I'm a bot! I can only do what humans tell me to, so if this was not helpful or you have suggestions for improvements, please ping or otherwise contact @TimNN. (Feature Requests)

the8472 · 2020-01-22T10:10:36Z

Note that since this only checks size_hint once at the start it may
end up needing to call reserve more in the case that size_hint
returns a larger and more accurate lower bound during iteration.

It's worse than that. The current implementation takes one element from the iterator and then queried for a size_hint, this PR takes the size_hint first. The standard library contains iterators that initially can't provide a size hint at all and only provide better ones as you iterate, perhaps even only later down the road.

The btree range iterators and flattening iterators would be such examples.

let mut flat = vec![vec!['b'; 1], vec!['c'; 1_000_000]].into_iter().flatten();
dbg!(flat.size_hint());
flat.next();
dbg!(flat.size_hint());
flat.next();
dbg!(flat.size_hint());

[src/main.rs:7] flat.size_hint() = (
    0,
    None,
)
[src/main.rs:9] flat.size_hint() = (
    0,
    None,
)
[src/main.rs:11] flat.size_hint() = (
    999999,
    Some(
        999999,
    ),
)

I don't think this is currently covered by benchmarks, so the drawbacks of one case are easily missed over the advantages in another case.

the8472

Have you run the whole battery of vec benchmarks and done a before/after comparison, e.g. via cargo benchcmp?

the8472 · 2020-01-22T21:05:09Z

src/liballoc/vec.rs

+        self.reserve(lower);
+        loop {
+            let cap = self.capacity();
+            let result = iterator.by_ref().try_fold((), |(), element| {


you can use try_for_each which takes a reference (so no by_ref needed) and doesn't require an element to fold through.

Until #46477 is fixed you probably should replace the closure by passing a free function instead (such as #62429 did for iterators). I think that's what @Mark-Simulacrum meant.

you can use try_for_each which takes a reference (so no by_ref needed) and doesn't require an element to fold through.

try_for_each just forwards to try_fold for Chain (same for most other iterators). I wanted to avoid getting the optimizer tripping up as much as possible as I have not seen any improvements so far.

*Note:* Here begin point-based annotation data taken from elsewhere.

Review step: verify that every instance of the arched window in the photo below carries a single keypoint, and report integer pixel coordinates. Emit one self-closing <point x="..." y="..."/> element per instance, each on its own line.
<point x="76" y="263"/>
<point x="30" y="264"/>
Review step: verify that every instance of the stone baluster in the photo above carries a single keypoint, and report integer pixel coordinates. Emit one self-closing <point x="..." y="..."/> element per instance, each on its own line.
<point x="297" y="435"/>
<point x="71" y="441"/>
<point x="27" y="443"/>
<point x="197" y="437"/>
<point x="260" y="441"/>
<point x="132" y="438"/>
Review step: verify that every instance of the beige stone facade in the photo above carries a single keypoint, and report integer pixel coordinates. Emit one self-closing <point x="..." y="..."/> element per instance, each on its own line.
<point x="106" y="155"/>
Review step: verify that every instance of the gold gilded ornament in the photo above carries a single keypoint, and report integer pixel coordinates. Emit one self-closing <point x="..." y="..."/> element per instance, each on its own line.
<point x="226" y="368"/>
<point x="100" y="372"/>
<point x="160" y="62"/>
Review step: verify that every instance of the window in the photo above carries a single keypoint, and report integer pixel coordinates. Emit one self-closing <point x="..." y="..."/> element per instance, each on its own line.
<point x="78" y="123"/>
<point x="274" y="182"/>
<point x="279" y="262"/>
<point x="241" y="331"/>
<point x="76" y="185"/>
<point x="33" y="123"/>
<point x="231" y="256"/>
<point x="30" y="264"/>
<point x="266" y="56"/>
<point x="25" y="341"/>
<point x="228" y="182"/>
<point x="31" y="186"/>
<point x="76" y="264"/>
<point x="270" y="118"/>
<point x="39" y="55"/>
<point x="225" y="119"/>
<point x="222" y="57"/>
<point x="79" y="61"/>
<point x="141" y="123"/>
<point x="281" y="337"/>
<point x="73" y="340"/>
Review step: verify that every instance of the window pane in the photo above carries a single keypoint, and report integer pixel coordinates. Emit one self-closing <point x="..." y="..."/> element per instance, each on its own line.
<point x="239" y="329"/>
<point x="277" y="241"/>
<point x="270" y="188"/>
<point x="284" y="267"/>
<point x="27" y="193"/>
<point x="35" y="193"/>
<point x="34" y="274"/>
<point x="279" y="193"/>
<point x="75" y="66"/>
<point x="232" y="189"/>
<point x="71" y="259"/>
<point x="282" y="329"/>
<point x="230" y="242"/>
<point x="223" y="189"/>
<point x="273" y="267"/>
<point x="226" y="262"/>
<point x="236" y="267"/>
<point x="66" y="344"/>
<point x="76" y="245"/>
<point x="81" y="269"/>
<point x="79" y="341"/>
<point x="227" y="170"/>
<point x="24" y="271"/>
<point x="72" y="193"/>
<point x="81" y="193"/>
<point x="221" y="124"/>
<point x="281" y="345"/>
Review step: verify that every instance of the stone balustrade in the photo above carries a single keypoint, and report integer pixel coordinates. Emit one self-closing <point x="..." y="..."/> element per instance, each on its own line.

try_fold also only takes a &mut so by_ref should definitely be removed as I just saw that Iterator for &mut T is unable to forward try_fold and friends due to object safety ~~which I means I were just using the default implementation for try_fold, easily explaining why I am not seeing any improvement for chained iterators...~~ by_ref() shouldn't affect anything in this case actually. The correct try_fold should still be selected as it would require calling try_fold on a &mut &mut T to get the wrong one.

This might be fixable with some specialization at least #68472

Until #46477 is fixed you probably should replace the closure by passing a free function instead (such as #62429 did for iterators). I think that's what @Mark-Simulacrum meant.

Yeah, should do that. Was just trying to get an actual benchmark showing that this was an improvement first :/

the8472 · 2020-01-22T21:07:14Z

src/liballoc/vec.rs

-                // NB can't overflow since we would have had to alloc the address space
-                self.set_len(len + 1);
+        let (lower, _) = iterator.size_hint();
+        self.reserve(lower);


This still has the issue of trying to reserve before advancing the iterator. taking an element and then checking the hint and capacity is strictly better because the hint will be more accurate and if you take a None you can skip the hint calculation and reserve attempt.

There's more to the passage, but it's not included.